Graph neural network (GNN) is a special kind of network, which works with a graph as a data sample. The typical neural network works with arrays, while GNN works with graphs.
Now before we dive into the technicalities of GNN, let us (re)visit graphs.
Graphs are nothing but the connection of various nodes (vertices) via edges. The nodes, as well as edges, have their values depending on the data.
Mathematically graphs are represented as a function of vertices and edges like follows:
G = Ω (V,E)
The function omega is what defines the relationships between the edges and vertices. The function can be anything at all. Do keep in mind this what determines the operations you can perform on any of the nodes in the graph.

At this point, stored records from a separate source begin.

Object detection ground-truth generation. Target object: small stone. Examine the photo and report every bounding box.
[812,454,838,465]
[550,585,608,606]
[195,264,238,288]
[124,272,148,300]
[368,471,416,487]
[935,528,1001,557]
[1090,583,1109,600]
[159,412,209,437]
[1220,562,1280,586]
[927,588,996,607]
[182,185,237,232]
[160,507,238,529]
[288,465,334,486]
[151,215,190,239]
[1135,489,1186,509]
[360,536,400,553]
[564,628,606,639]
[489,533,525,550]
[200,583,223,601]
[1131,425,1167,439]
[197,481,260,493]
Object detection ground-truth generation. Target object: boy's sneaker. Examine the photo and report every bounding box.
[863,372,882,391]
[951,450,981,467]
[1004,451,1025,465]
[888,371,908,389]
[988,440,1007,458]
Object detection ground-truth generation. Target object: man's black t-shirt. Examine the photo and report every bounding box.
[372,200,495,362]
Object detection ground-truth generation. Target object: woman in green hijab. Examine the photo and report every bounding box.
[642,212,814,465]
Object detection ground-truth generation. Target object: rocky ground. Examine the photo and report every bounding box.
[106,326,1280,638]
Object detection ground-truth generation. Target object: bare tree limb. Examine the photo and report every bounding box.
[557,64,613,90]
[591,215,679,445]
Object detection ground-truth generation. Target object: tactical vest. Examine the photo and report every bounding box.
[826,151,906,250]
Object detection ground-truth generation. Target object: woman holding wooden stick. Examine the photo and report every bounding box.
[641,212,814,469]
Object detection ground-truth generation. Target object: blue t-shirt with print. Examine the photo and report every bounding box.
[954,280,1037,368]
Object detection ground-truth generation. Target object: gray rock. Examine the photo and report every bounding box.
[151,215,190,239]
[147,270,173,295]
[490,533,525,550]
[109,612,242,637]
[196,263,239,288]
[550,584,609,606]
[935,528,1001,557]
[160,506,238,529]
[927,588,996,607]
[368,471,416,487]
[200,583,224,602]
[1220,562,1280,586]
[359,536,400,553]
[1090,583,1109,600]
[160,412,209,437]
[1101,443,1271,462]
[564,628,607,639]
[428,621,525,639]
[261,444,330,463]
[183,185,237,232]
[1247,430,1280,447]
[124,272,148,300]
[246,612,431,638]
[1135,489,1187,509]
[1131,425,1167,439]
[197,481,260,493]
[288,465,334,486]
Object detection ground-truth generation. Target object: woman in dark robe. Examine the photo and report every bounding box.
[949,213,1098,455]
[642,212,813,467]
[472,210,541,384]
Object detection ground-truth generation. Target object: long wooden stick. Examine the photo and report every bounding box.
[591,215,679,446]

Now let us come back to GNN. Every node in the GNN is operated on, by a single recurrent unit. To put it shortly, recurrent units are the units that take the inputs from the data as well as from the output of the previous iteration.
When we put these recurrent units into the graph, we need to define: the inputs to the nodes and how the output would be calculated.
GNNs work on the principle of message passing or technically speaking, data aggregation. What it does is that it takes the inputs from all the neighboring nodes, and then computes the value for the current node. Take the following image for example.
Here, each node is a recurrent unit, and every node takes the inputs from the neighboring nodes (message). To compute the node, we first sum up (aggregate) all the neighbor node values and then pass it to the function of computation (here G(v)).
Now at first, the node would only know about its direct neighbors and the inputs would be taken accordingly. But what if we want to connect more nodes with a particular node? We increase the reach iteratively. This is also known as unrolling. See the image below, which is of adjacency of 1. The circles represent the reach of the node at the center.
It is obvious but important to note that with the increase in adjacency, the number of nodes in contact would also increase.
But then what is the final output?
We should note that a graph is an interconnected network of nodes. It does not have a start point and an endpoint. But the overall output depends on the application in which GNN is used. For example, sometimes the overall representation after all iterations could be the output. Sometimes knowledge and importance of one node to the other is the output. So, the final output can also be simply defined as a value of the summation of all nodes.
So, summing it all up. The GNN works on the principle of data aggregation, meaning, it takes the values of the adjacent nodes (value of which is controlled by adjacency). Once we increase the value of adjacency, the number of nodes in contact would increase. To compute the value of the node, we pass the summation of values of all adjacent nodes and pass it through a function. That’s all.
If we want to look at the architecture of each iteration and overall network and how it all changes, we may look at the following image.
Now, where can all this be used?
GNNs can be used in all the applications which work on graph-based data. For example, social networks. But how exactly?
- In any social media application, it is really important to connect people. And one of the greatest usages in social media applications is something called as the feed. The feed is decided based on the connections of the particular user (node). So, each user or node, would aggregate the data from all the adjacent nodes and then pass it through a function to decide the feed.
- Not just feed, but also other cases like a recommendation of friend or connection.
Other than social media, we can also use these networks in applications of logistics, for better route information.
Let us now go and evaluate these networks precisely with some advantages and limitations.
Pros and Cons
Let me ask you something, what is the difference between the two graphs provided below.
None. Other than the way of representation. But of course, the representation does affect the way we store the data traditionally. That is why we needed the graph networks in the first place.
The second thing is the quantity of data. If we think about the overall mechanism of graph data structure and the kind of data it stores, it is huge if we try and convert it into some other form like an array. The sole reason being too much information to be clarified. Such as, which node is connected to which by which edge with what value. But if we directly take graphs like the sample points, it is fairly easy and inexpensive to store and process the data as compared to traditional neural networks.
Third, the GNNs outperforms many state-of-the-art algorithms when it comes to specialized cases, mentioned above, in the use cases. And this is because of the ability to work easily with graph-based data.
And lastly, the GNNs have a huge advantage which is directly linked with its structure. Which is that it can adaptively learn the importance of each neighbor.
However, GNNs are not at all flawless. When it comes to the limitations, one should surely look at the paper of How powerful are GNNs, to better understand those cases where it fails.
One such example as per the paper is the mean and max layers in the convolutional nets with GNN. In this, due to the limited and shallow learnings, it does affect the way the mean and max are calculated. It hinders the accuracy of the network because it is not able to place the values accurately enough.
Another problem is the computational expense. Even though we use graphs as the data structure, the computational toll would increase with each iteration and updating of weights. As shown earlier, with each iteration each node would have even more nodes in its information box, which will further increase the relations and number of weights to calculate for each node.
GNN is still somewhat of an unexplored field and it will take some time and application, to better understand the overall disadvantages of them in various cases. But it does give a base for a field which can make the logistics and netowrk based architectures even more accurate.
With this article at OpenGenus, you must have a good understanding of Graph Neural Networks in general. Enjoy.